Guy Allard, cité par Lefranc, précise que Vachon « ne passoit point agréablement les heures de son loisir s’il n’estudioit pas, est ses plus charmantes conversations estoient avec les gens de lettres ; aussi recueillit-il Rabelais et Agrippa dans sa maison ».
Lefranc poursuit son argumentation : « Il semble donc, d’après ce texte […] que Rabelais et Agrippa, qui tous deux séjournèrent à Grenoble en 1535, aient pu se retrouver dans la demeure hospitalière du président de Vachon. Et même il ne serait pas impossible qu’ils se fussent rencontrés déjà à Lyon, si l’arrivée d’Agrippa dans cette ville avait été antérieure à la mi-février. Quoi qu’il en soit, il est intéressant de constater que les circonstances ont imposé à chacun d’eux, vers la même époque, un déplacement et une retraite absolument semblables, conseillés par la prudence.

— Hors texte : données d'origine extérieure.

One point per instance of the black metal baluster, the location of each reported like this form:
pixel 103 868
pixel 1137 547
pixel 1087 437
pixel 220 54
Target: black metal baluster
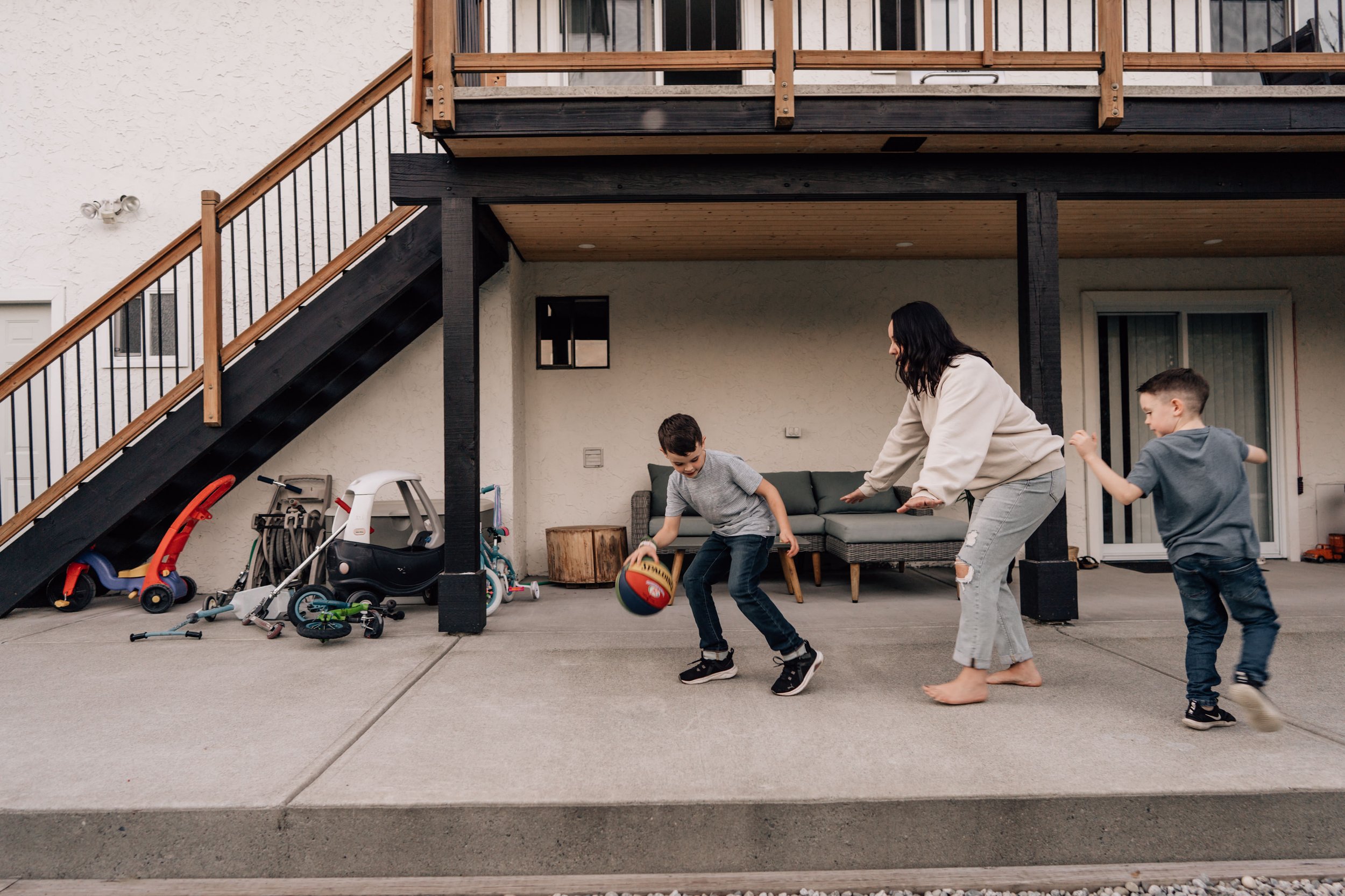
pixel 294 194
pixel 46 423
pixel 345 237
pixel 65 440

Une telle constatation nous amène à nous demander s’il n’existerait point une relation entre le départ de l’un et celui de l’autre… ».
Les ouvrages d’Agrippa et de Rabelais ayant suscité les mêmes rejets de la part des autorités catholiques et luthériennes, les deux auteurs pouvaient trouver appui chez un protecteur commun et avoir été amené à se rencontrer auparavant, en dépit des profondes différences les opposant : « de toute manière, l’auteur du Pantagruel dut souvent entendre parler d’Agrippa. S’il l’a connu personnellement, comme bien des indices permettent de le croire, il n'a sans doute éprouvé, malgré quelques idées communes et la similitude des dangers courus vers le même temps, aucune sympathie pour son confrère ; ce champion des sciences occultes ne pouvait séduire en nulle manière son esprit si clair et tout épris des réalités ».